DevEmperor / Dictate

A powerful Whisper AI keyboard for reliable speech transcription
https://play.google.com/store/apps/details?id=net.devemperor.dictate
Apache License 2.0
12 stars 4 forks source link

Rewrite the dictation into properly written sentences. #2

Closed cryptoniooo closed 1 month ago

cryptoniooo commented 2 months ago

This is a great tool but it comes with a problem. You can dictate but if you use this with many other people there should be an option to plug it to OpenAI and have OpenAI revise the text and either put it as conversational, sarcastic, funny, summarize it, shorten it because it's not the same speaking as when we write and with that the tool can be used for day-to-day texting as other people would see and it would not make sense to text them exactly like we speak. I think this could make the tool the ultimate dictation tool in the market if this is fixed.

So basically we just need an option to turn on or turn off if we want to use this filter.
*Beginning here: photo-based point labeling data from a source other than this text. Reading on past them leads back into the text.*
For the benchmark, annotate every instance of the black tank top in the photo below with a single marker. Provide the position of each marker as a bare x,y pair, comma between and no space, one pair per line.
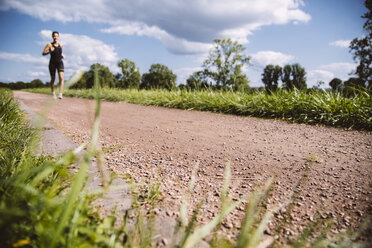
56,55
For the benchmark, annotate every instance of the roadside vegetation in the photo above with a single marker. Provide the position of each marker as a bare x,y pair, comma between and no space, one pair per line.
313,107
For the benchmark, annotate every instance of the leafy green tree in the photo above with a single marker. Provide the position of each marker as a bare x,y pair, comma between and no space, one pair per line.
335,84
105,77
158,77
131,76
294,76
352,86
362,49
225,62
197,81
271,76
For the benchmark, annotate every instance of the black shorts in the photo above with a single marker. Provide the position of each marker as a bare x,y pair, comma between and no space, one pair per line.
53,66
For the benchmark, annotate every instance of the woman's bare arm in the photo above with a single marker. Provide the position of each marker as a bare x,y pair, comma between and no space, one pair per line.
47,48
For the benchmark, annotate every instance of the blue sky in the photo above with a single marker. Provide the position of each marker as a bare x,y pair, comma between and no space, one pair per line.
179,34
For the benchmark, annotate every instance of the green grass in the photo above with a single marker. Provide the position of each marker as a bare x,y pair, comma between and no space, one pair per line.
43,205
317,107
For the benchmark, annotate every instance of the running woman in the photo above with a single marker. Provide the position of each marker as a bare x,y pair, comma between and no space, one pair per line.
55,63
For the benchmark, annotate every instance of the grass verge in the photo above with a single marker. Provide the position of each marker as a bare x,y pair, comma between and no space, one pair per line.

It could be the text to write filter and then we turn it on and we decide what filter do we want. Do we want it to be summarized, make it more clear, rewrite, many other options that we can tell OpenAI what to do with what we just dictated and then immediately just paste it after we dictate without me having to right now dictate and then paste it to chatGBD and then paste it back to the chat with people as it does not make sense to dictate and just paste it. Like for example this whole text I've dictated it and certain parts do not make sense but the problem is you don't always have the time to go to chatGBD and edit so I think making it frictionless it could be really a revolutionary tool.

DevEmperor commented 2 months ago

Thank you very much for your feedback and this great idea. In fact, it has been on my to-do list for some time now to be able to edit the recognised text with various prompts after recording. That would be pretty much in line with your idea. My idea was that you could define different prompts yourself in the settings, where you could then translate, summarise or rephrase in a different style directly after recording, for example. Then you could also define a prompt that instructs ChatGPT to put the spoken text into a meaningful grammatical context. I will definitely be adding this feature in the near future. Stay tuned. :)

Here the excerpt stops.